Hodgson, ein vielbelesener, weit gereister Gentleman, schob die medial befeuerte Furcht vor Hitze, Malaria und den möglichen Nebenwirkungen der Malaria-Tabletten gelassen zur Seite. „Ich habe im Februar auf die Pillen verzichtet, aber das könnte daran gelegen haben, dass ich kein Profifußballer bin”, sagte der Fußballprofessor mit einem Lächeln. Dieses Mal will er auf Rat der Ärzte die Prophylaxe einnehmen. Alles kein Problem. Man kann sich Hodgson ganz wunderbar als ranghohen Kolonialbeamten im Dienste von Königin Viktoria vorstellen, auch wenn er Manaus vor vier Monaten nicht im Tropenanzug, sondern in rosa Turnschuhen und blauer Stoffhose auskundschaftete.

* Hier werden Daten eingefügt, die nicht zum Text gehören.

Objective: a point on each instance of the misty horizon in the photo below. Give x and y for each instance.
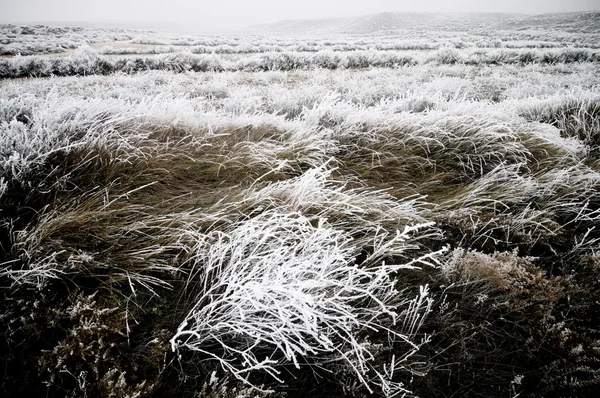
(234, 14)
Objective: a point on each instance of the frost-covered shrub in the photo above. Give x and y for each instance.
(279, 291)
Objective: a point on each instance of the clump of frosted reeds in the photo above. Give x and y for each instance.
(281, 289)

Ohne Erfolgsdruck und mit der Unbekümmertheit von jungen Spielern wie Raheem Sterling (19, Liverpool) will England sich in Brasilien selbst überraschen. „Es bringt nichts, über Minimalziele zu reden, man kann als Sportler nur versuchen, das Maximum zu erreichen”, sagte Torhüter Joe Hart (Manchester City) entspannt.

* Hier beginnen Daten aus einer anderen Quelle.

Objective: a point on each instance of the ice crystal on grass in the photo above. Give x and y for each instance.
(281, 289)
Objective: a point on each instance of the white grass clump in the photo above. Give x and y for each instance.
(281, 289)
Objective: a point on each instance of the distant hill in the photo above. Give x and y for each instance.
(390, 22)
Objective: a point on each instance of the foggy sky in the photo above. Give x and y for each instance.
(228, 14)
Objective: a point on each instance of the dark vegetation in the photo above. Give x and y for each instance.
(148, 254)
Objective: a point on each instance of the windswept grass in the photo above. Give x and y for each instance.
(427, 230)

Wayne Rooney selbstbewusst
Nicht einmal das blaue, bärtige Ungeheuer, das Hart und Co. vor zwei Jahren in Kiew (EM-Halbfinale) so fürchterlich tyrannisierte, vermag die Briten noch zu erschrecken. „Die Italiener sollen sich lieber Sorgen um unsere fantastischen Spieler machen”, sagte Wayne Rooney, als ihn jemand nach Sonderbewachungsplänen für den italienischen Spielmacher Andrea Pirlo fragte. Überhaupt habe man die EM-Finalisten von 2012 mittlerweile hinter sich gelassen, meinte der Stürmer von Manchester United sehr selbstbewusst, aber bitte auch hier: keine Angst.